Orkney played an important part in both world wars. The British Grand Fleet used the great natural harbour of Scapa Flow as a northern base in World War One. In June 1916, Lord Kitchener, the Minister of War, left Scapa Flow on board HMS Hampshire. Near Birsay, the Hampshire struck a mine, and just 12 men out of 665 survived. The Kitchener Memorial at Marwick Head near Birsay commemorates the loss. After the armistice, seventy-four ships of the German High Seas Fleet were interned in the harbour for ten months. During this time, they became a tourist attraction. In June 1919 Admiral von Reuter, the German Officer in command at Scapa Flow, gave the order for the German fleet to be scuttled. They all sank. Many of the German battleships were removed and in the 1920s, the firm Cox & Douglas began salvage operations, lifting many of the ships. Only eight scuttled ships now remain in the Flow but they remain a tourist attraction for divers.
You can still see the legacy of World War Two above the sea and travel across the Churchill Barriers, causeways to the linked South Isles. In 1939 a German U-boat broke the Flow’s defences and torpedoed HMS Royal Oak with the loss of 833 lives. Winston Churchill ordered the eastern entrances to the Flow to be sealed. The barriers were constructed by Italian POWs based on the islands of Burray and Lambholm. Their legacy is the Italian Chapel, Orkney’s most visited tourist attraction. This iconic building formed from two Nissen huts symbolises hope and peace.
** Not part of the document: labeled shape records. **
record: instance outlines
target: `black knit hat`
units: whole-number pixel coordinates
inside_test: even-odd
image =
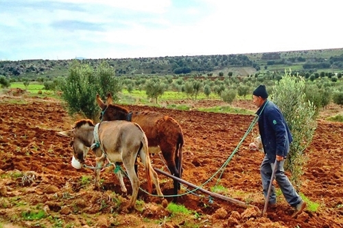
[[[252,92],[253,95],[257,97],[261,97],[263,99],[266,99],[268,97],[268,93],[267,92],[267,90],[265,89],[265,85],[259,85]]]

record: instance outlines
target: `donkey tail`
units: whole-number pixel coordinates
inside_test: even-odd
[[[183,134],[181,132],[178,136],[178,143],[176,144],[176,154],[178,153],[178,171],[180,178],[182,178],[182,146],[183,146]]]
[[[142,142],[142,148],[141,149],[141,155],[144,156],[144,160],[145,162],[144,166],[145,166],[145,173],[147,175],[147,192],[151,194],[152,192],[152,166],[150,164],[150,158],[149,157],[149,149],[147,148],[147,139],[144,137],[145,142]]]

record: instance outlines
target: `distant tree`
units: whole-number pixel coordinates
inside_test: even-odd
[[[237,92],[239,96],[243,96],[244,99],[246,96],[249,93],[249,86],[239,86],[237,88]]]
[[[202,88],[202,83],[201,83],[200,81],[195,80],[194,81],[193,81],[193,88],[194,91],[194,97],[196,100]]]
[[[132,86],[132,84],[129,84],[126,85],[126,88],[128,89],[128,92],[129,93],[132,92],[132,91],[133,91],[133,86]]]
[[[220,97],[220,94],[222,92],[225,90],[226,87],[224,84],[220,84],[220,85],[215,85],[213,87],[213,91],[219,96]]]
[[[194,94],[194,88],[193,86],[193,81],[187,81],[185,83],[183,86],[183,91],[187,96],[187,97],[193,97],[193,94]]]
[[[0,75],[0,86],[1,86],[1,88],[8,88],[11,86],[11,84],[10,80],[6,79],[5,76]]]
[[[158,80],[150,79],[145,85],[145,93],[148,98],[154,99],[156,103],[157,99],[162,96],[165,92],[165,85]]]
[[[321,106],[324,109],[327,109],[327,105],[330,103],[332,99],[332,92],[329,88],[324,88],[320,90],[320,93],[321,94]]]
[[[43,83],[44,82],[44,77],[38,77],[36,80],[38,82],[39,82],[39,83]]]
[[[343,92],[337,91],[333,93],[332,100],[334,103],[340,106],[343,106]]]
[[[122,85],[120,83],[119,78],[115,77],[115,69],[110,66],[108,64],[102,61],[99,65],[93,71],[97,85],[96,92],[100,95],[102,99],[106,99],[107,94],[110,92],[113,101],[119,99],[118,92],[121,91]]]
[[[23,78],[23,84],[24,84],[25,88],[26,89],[27,89],[27,87],[29,85],[29,79],[27,79],[27,78]]]
[[[207,99],[209,99],[209,97],[211,94],[211,86],[209,85],[205,85],[204,86],[204,93],[205,94],[206,97]]]

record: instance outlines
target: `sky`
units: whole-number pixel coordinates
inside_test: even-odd
[[[343,48],[340,1],[0,0],[0,60]]]

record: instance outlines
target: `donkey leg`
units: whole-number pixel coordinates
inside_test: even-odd
[[[106,156],[104,155],[102,155],[102,156],[99,157],[95,158],[95,166],[96,169],[95,170],[94,173],[95,175],[95,183],[94,183],[94,188],[95,189],[99,189],[100,187],[99,184],[99,180],[100,180],[100,168],[102,167],[104,162],[106,161]]]
[[[157,194],[159,196],[163,196],[163,194],[162,193],[162,191],[161,190],[160,188],[160,182],[158,181],[158,176],[157,175],[157,173],[154,170],[152,166],[150,165],[150,172],[151,172],[151,176],[152,177],[152,181],[154,182],[154,184],[155,185],[156,190],[157,192]]]
[[[116,164],[115,166],[119,166],[119,165]],[[121,172],[121,170],[119,170],[118,172],[117,172],[115,175],[117,175],[117,178],[118,178],[118,180],[119,181],[120,188],[121,189],[123,194],[126,195],[128,194],[128,190],[125,186],[124,180],[123,179],[123,173]]]
[[[131,200],[128,205],[127,206],[128,210],[130,210],[134,207],[136,205],[136,200],[137,199],[138,191],[139,189],[139,180],[138,179],[137,175],[136,175],[136,171],[134,170],[134,167],[132,166],[128,167],[124,164],[126,171],[128,172],[128,176],[131,182],[131,187],[132,188],[132,194],[131,195]]]
[[[176,164],[175,163],[175,147],[172,146],[171,144],[161,144],[160,147],[162,151],[162,154],[163,155],[163,157],[167,162],[167,166],[172,173],[172,175],[179,177],[180,174],[178,171],[178,168],[176,168]],[[173,202],[176,203],[178,199],[178,190],[180,188],[180,183],[178,181],[174,179],[174,194],[175,195],[173,197]]]

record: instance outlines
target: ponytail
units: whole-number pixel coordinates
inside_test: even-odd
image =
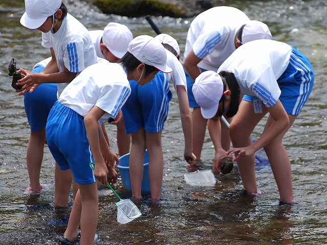
[[[227,118],[231,117],[236,114],[239,110],[241,94],[240,86],[233,73],[223,70],[219,72],[218,74],[222,77],[222,79],[225,80],[230,90],[230,105],[227,111],[226,115]]]

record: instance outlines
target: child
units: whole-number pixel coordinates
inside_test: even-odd
[[[143,86],[159,70],[172,71],[165,48],[153,38],[136,37],[127,51],[119,64],[102,62],[86,68],[50,111],[46,127],[49,149],[62,170],[72,169],[79,187],[58,244],[77,242],[80,222],[81,244],[94,244],[99,212],[97,179],[106,185],[117,178],[113,168],[119,159],[104,139],[99,121],[116,116],[130,94],[129,80]],[[94,171],[90,162],[95,163]]]
[[[38,29],[42,32],[42,45],[50,48],[52,59],[40,74],[20,69],[19,71],[26,76],[17,83],[23,86],[21,89],[17,91],[20,92],[19,95],[23,95],[29,91],[32,92],[41,84],[57,83],[59,97],[65,87],[83,69],[97,63],[93,43],[87,30],[67,13],[67,8],[61,0],[25,0],[25,8],[26,12],[20,18],[21,24],[29,29]],[[42,113],[48,112],[44,111]],[[44,138],[44,127],[35,133],[39,138]],[[36,143],[33,141],[30,143],[33,145]],[[37,149],[37,154],[40,154],[41,151],[43,152],[41,148]],[[30,178],[31,190],[34,192],[41,189],[39,185],[41,163],[40,158],[27,158],[29,174],[31,173],[30,176],[36,176]],[[55,176],[56,181],[54,203],[56,206],[66,206],[72,185],[71,174],[62,172],[56,166]]]
[[[125,55],[128,43],[133,39],[133,34],[127,26],[114,22],[109,23],[103,30],[90,31],[88,33],[93,40],[99,62],[108,61],[117,63]],[[117,126],[117,145],[119,155],[129,153],[131,135],[125,132],[123,113],[120,111],[114,119],[110,118],[108,121]],[[102,124],[102,126],[105,137],[109,142],[104,122]]]
[[[221,145],[216,148],[220,140],[215,138],[213,168],[217,171],[221,159],[235,153],[234,160],[237,161],[244,188],[249,194],[260,194],[254,154],[263,147],[279,191],[281,203],[295,203],[291,163],[282,140],[312,89],[314,77],[310,62],[294,47],[263,39],[241,46],[218,72],[219,75],[214,71],[203,72],[197,78],[193,88],[204,118],[219,118],[228,108],[227,113],[235,115],[229,128],[234,148],[227,152]],[[244,96],[236,113],[239,86]],[[267,112],[269,116],[262,135],[252,143],[251,133]],[[220,124],[219,120],[216,121]],[[211,135],[220,135],[219,130],[212,130]]]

Artist Domenico Chiocchetti and fellow craftsmen created a masterpiece with a wrought iron rood screen, a painting of the Madonna and Child, a concrete statue of George and the Dragon and even lanterns made from bully-beef tins.
All around the Flow you can see fascinating remnants of the wartime defences and Orkney’s amazing wartime heritage. At the Scapa Flow Visitor Centre and Museum at Lyness Pier in Hoy you can hear oral history accounts, see film footage, view photographs and enjoy a café and shop. Up to 60,000 servicemen and women were stationed around Orkney during the war.
Remains from an earlier war can also be seen in Hoy at Hackness Battery and Martello Tower. They were built in 1813–14, at the height of the Napoleonic War to protect the Pentland Firth.